React Native VisionCamera integration for faster / realtime Camera classification

mrousavy commented 1 year ago

System information

TensorFlow.js version (you are using): x
Are you willing to contribute it (Yes/No): Yes

Hey all! I'm the author of react-native-vision-camera. VisionCamera is a camera library for React Native that not only provides photo and video recording features, but also allows the user to process Camera frames in realtime using clever worker/threading techniques similar to web workers.

The concept is called Frame Processors, and they are simple JavaScript functions that get called for every single frame the camera "sees". For example:

const frameProcessor = useFrameProcessor((frame) => {
  'worklet'
  console.log(`New Frame arrived! ${frame.width} x ${frame.height}`)
}, [])

return <Camera frameProcessor={frameProcessor} />

Since the Frame Processor is a worklet, it is executed fully synchronously on the Camera Thread, so you can do inference or other processing stuff in realtime with pretty much fully native performance. (The entire native -> JS -> native abstraction takes ~1ms to execute)
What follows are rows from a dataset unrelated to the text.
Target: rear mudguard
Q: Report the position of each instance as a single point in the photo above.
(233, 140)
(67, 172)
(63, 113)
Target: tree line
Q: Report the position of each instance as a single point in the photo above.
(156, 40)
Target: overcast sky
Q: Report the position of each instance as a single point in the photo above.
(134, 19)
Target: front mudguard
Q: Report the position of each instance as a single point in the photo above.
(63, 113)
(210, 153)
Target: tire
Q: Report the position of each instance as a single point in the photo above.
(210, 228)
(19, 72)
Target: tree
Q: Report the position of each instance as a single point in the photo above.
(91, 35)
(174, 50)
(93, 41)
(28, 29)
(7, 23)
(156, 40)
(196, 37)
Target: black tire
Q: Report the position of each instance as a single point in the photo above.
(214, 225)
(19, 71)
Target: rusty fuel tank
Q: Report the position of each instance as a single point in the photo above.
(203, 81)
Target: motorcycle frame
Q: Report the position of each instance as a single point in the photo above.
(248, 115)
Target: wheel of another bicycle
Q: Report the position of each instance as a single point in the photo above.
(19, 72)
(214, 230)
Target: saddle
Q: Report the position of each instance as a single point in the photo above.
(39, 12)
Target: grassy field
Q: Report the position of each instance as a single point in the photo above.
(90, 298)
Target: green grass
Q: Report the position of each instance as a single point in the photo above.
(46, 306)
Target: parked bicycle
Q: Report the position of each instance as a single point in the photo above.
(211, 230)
Since VisionCamera is defacto the standard camera library in react-native apps, I want to provide Tensorflow bindings for VisionCamera to support easy JS-only image classification.

I came up with this API:

function App() {
  const model = useTensorflowModel(require("../assets/face-detection.mlkit"))

  const frameProcessor = useFrameProcessor((frame) => {
    'worklet'
    const output = model.run(frame)
    console.log(JSON.stringify(output))
  }, [])

  return <Camera frameProcessor={frameProcessor} />
}

I am personally not too familiar with the Tensorflow library/bindings, but I believe this can work.
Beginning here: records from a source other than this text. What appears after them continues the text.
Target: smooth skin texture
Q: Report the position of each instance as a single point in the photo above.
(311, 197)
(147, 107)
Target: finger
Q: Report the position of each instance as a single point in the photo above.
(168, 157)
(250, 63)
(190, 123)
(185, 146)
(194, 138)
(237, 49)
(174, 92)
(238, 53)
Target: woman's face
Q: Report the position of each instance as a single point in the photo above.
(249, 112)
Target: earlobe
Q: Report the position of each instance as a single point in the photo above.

We'd need two native APIs implemented on both iOS and Android, and then exposed to JavaScript:

The useTensorflowModel hook loads the Model from the given resource path.
model.run(..) actually runs the model with the given Camera frame. The Camera frame is a native object (HostObject), so on iOS this is a CMSampleBuffer and on Android this is a ImageProxy or android.media.Image.

As far as I understand tfjs, you use WebGL to do the heavy calculations. In a React Native app, we can easily jump into native code (Objective-C/C++/Java), so I'm not sure if it makes sense to use tfjs/WebGL here - maybe it'd make more sense for me to use the native Tensorflow libraries (Objective-C and Java libs) and then expose them to the JS-side?
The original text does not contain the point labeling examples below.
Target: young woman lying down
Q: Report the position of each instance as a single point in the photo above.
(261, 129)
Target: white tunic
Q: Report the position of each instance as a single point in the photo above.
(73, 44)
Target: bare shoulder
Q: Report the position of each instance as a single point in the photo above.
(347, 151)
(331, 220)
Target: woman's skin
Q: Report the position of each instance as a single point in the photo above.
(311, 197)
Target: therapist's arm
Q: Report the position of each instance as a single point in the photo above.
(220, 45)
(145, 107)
Curious to hear your opinions on this, ideally I want to avoid making this fully third-party and out-of-tree though.

Will this change the current api? How?

Not sure to be honest. I think this can be an extra addition, so I guess not?

Who will benefit with this feature?

VisionCamera users. Also, this allows for much more flexibility than with Expo Camera since you can run custom JS code in the Frame Processor, so I'm guessing this could be pretty impactful for the entire camera-on-mobile industry.

It basically allows you to do fully native ML processing but still writing JavaScript code, all in realtime on mobile hardware.

Related issues in VisionCamera:

Any Other info.

Would love to discuss this in detail and help wherever needed if this is something you guys want to support first-class

eledahl commented 1 year ago

+1 @pyu10055. This would be a big win. TFJS RN would benefit a ton from using RNVC. Biggest reason why I switched off TFJS was due to not being able to record video and do the detection. This would likely fix it.

pyu10055 commented 1 year ago

@mrousavy Looks like the library can work with tfjs-react-native, your question is whether you should be providing native ML API wrapper?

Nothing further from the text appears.